Laragne-Montéglin (05): des femmes de gendarmes dénoncent leurs conditions de vie (audio)

Des femmes de gendarmes se mobilisent afin de dénoncer leurs conditions de vie à Laragne-Montéglin (Hautes-Alpes). Un projet de reconstruction par l’office public d’HLM des Hautes-Alpes est en cours. Mais la Gendarmerie ne peut s’engager sur des dates de début des travaux. L’immeuble est géré par l’Office public de l’habitat des Hautes-Alpes (OPH05).

Elles ont choisi de médiatiser leur situation. Des femmes de gendarmes de la brigade de Laragne-Montéglin (Provence-Alpes-Côte d’Azur) se sont en effet exprimées dans France 3 .

Céline et Anne dénoncent différents désagréments  dans cet immeuble.

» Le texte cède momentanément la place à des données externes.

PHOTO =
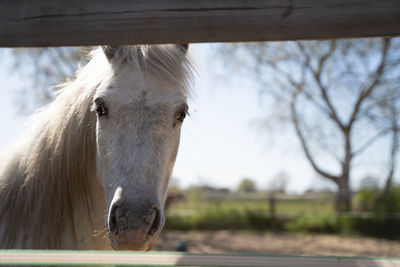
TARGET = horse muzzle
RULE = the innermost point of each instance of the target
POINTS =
(133, 228)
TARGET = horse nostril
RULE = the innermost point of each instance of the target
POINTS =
(112, 222)
(156, 222)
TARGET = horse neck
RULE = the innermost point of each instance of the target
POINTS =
(54, 181)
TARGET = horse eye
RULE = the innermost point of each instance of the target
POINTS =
(101, 110)
(180, 116)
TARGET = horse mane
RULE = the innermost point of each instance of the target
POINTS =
(51, 170)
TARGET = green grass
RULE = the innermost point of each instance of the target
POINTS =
(313, 215)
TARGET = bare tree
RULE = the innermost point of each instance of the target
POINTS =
(341, 97)
(42, 69)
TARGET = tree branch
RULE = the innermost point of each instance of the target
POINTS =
(367, 92)
(369, 142)
(304, 143)
(317, 77)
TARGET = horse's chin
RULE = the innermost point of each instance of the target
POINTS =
(146, 245)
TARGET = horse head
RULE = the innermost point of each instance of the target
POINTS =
(140, 108)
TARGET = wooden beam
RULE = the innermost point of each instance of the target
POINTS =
(93, 22)
(14, 257)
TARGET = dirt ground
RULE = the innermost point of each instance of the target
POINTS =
(270, 243)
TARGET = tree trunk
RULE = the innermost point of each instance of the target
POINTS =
(344, 196)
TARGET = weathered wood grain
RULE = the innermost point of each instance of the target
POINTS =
(92, 22)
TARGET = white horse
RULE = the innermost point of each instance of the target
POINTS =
(103, 149)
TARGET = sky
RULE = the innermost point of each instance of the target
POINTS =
(222, 141)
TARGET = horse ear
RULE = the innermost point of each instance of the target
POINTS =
(183, 47)
(110, 51)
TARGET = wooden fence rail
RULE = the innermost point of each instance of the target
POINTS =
(15, 257)
(93, 22)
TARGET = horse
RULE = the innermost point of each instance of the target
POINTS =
(103, 150)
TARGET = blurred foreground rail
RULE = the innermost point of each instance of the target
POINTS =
(29, 257)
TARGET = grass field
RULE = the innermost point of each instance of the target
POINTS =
(310, 213)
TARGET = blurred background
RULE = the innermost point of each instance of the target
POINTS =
(290, 147)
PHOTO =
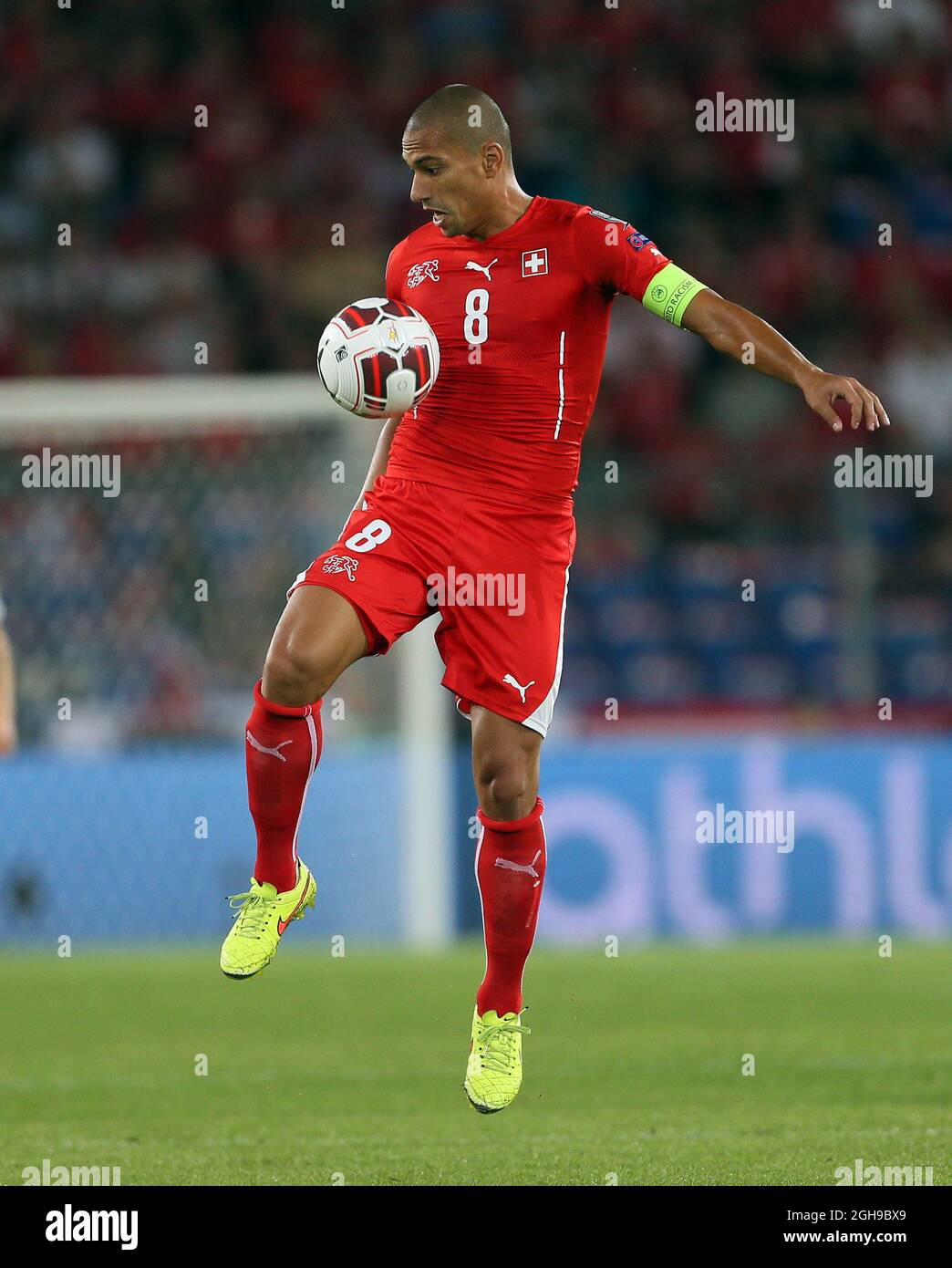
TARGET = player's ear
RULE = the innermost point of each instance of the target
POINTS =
(493, 158)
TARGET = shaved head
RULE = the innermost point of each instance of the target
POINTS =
(463, 118)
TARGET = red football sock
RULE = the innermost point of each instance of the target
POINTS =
(282, 748)
(510, 870)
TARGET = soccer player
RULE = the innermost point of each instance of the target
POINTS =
(478, 478)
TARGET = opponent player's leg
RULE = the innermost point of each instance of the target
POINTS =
(317, 637)
(510, 870)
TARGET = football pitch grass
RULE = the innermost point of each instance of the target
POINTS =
(348, 1070)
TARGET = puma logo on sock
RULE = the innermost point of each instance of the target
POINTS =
(263, 748)
(526, 868)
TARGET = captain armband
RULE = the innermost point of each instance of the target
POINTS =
(669, 292)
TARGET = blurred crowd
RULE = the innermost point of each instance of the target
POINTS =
(841, 237)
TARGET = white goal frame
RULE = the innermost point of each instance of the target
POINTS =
(43, 411)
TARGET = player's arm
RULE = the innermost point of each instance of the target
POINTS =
(743, 335)
(382, 454)
(8, 695)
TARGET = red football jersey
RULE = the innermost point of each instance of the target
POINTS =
(523, 319)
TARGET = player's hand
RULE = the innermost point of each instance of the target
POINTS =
(822, 390)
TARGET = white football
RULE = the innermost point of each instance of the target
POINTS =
(378, 358)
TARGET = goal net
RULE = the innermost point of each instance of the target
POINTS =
(151, 529)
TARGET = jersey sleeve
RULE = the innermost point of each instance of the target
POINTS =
(611, 254)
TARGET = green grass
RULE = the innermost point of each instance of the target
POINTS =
(353, 1066)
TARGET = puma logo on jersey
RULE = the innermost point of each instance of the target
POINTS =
(525, 868)
(272, 752)
(483, 267)
(511, 682)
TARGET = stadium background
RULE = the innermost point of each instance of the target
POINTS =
(124, 825)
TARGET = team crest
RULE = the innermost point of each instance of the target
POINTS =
(341, 563)
(421, 272)
(535, 264)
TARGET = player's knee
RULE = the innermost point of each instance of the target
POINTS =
(295, 677)
(506, 786)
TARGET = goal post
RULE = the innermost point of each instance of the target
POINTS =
(257, 472)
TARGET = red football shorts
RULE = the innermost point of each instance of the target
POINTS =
(496, 573)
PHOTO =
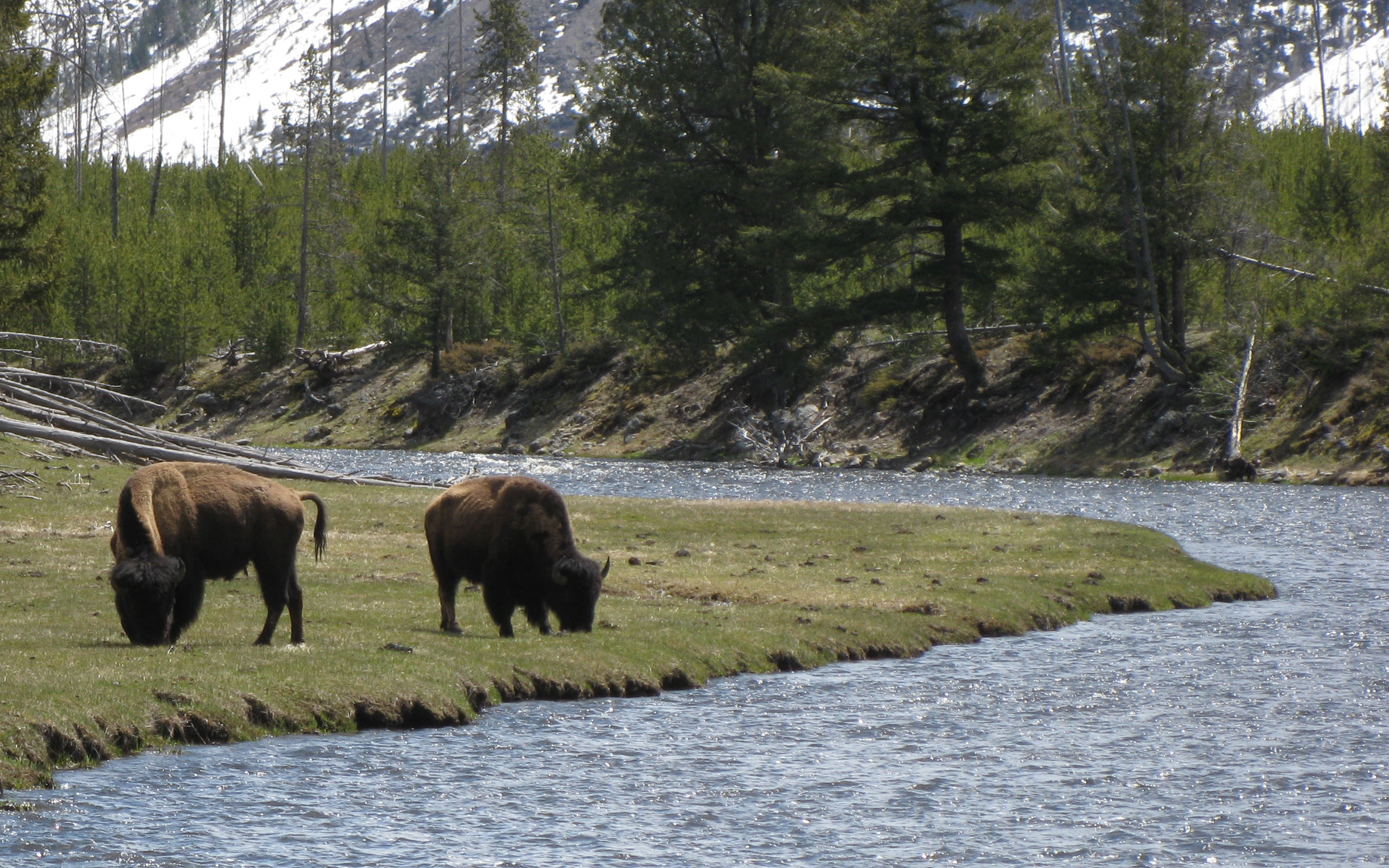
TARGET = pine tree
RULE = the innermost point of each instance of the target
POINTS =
(946, 98)
(425, 256)
(698, 135)
(506, 74)
(26, 81)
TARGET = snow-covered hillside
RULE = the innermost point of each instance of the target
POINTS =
(173, 106)
(1356, 82)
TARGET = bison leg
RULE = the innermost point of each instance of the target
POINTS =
(296, 609)
(448, 606)
(539, 616)
(188, 602)
(499, 606)
(279, 586)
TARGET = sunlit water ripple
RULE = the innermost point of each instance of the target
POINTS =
(1251, 733)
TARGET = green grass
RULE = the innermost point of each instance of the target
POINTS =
(759, 589)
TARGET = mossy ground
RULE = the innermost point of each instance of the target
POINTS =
(698, 591)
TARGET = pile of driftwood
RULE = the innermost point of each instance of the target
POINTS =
(60, 418)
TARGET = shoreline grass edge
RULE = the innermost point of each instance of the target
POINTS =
(699, 591)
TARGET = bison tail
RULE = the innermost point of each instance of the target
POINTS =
(320, 525)
(135, 521)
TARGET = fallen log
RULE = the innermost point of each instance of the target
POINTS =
(327, 361)
(163, 453)
(1238, 467)
(75, 342)
(6, 371)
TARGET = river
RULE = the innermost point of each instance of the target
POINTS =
(1249, 733)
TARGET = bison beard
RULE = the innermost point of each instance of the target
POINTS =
(513, 537)
(145, 598)
(180, 524)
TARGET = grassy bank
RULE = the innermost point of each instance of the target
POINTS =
(698, 591)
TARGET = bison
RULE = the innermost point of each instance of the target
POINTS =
(178, 524)
(512, 535)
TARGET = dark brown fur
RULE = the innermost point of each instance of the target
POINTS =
(178, 524)
(512, 535)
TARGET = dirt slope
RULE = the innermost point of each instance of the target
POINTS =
(1315, 414)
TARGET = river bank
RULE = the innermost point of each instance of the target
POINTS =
(757, 588)
(1317, 410)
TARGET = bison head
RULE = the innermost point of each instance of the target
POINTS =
(577, 585)
(145, 596)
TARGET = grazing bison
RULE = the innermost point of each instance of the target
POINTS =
(512, 535)
(181, 522)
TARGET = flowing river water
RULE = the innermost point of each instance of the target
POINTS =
(1248, 733)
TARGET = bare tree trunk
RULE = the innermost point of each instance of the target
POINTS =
(958, 335)
(302, 296)
(1066, 63)
(116, 196)
(1237, 423)
(1321, 73)
(221, 117)
(77, 105)
(155, 188)
(333, 116)
(555, 266)
(385, 73)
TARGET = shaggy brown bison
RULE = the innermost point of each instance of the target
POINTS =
(512, 535)
(181, 522)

Celui-ci est géré par l’Office public de l’habitat des Hautes-Alpes (OPH 05): “problèmes de chauffage”“porte d’entrée cassée”“infiltrations d’eau dans le salon et dans la chambre des enfants”“incendie au niveau du compteur électrique”.

Lire aussi sur L’Essor: Au cœur des logements vétustes de la Gendarmerie (vidéo)

Céline Collomb, qui vit avec son mari et ses ses deux enfants de 5 et 12 ans, se dit  “désespérée”.

La Gendarmerie ne nie pas la situation, bien au contraire

Depuis notre arrivée, nous rencontrons des problèmes. Nous avons fait quand même 3000 euros de travaux à nos frais au départ. Nous avons eu la semaine dernière un incendie au niveau de notre compteur électrique. Dès qu’il pleut nous avons une flaque dans notre salon ou la chambre d’un de nos enfants. La situation est devenue invivable” témoigne t-elle.

Anne Vanden Neste décrit une situation similaire : “Le tableau électrique n’est pas aux normes, nous avons des fissures dans le plafond, des champignons dans la salle de bain”. Tous les soirs, elle baigne son bébé de 20 mois dans une “eau jaune“, explique-t-elle.

Selon elles,  la situation ne bouge pas malgré leurs alertes.

Contactée par L’Essor sur ce dossier, la Gendarmerie ne nie pas la situation. Bien au contraire. Et indique que les problèmes recensés sont des faits identifiés et traités.  “Ces carences sont l’une des raisons d’être du projet de réhabilitation” dit l’Arme. En décembre dernier, le commandant du groupement des Hautes Alpes est intervenu par écrit auprès de l’OPHLM. Il a obtenu des analyses sanitaires de l’eau.

“Cet état de fait, associé au manque de visibilité et de précisions sur le contenu du projet explique que certains des militaires concernés et leurs familles soient désabusés. C’est un sentiment compréhensible” poursuit la Gendarmerie PACA.

Quant au projet de reconstruction, il est déjà ancien.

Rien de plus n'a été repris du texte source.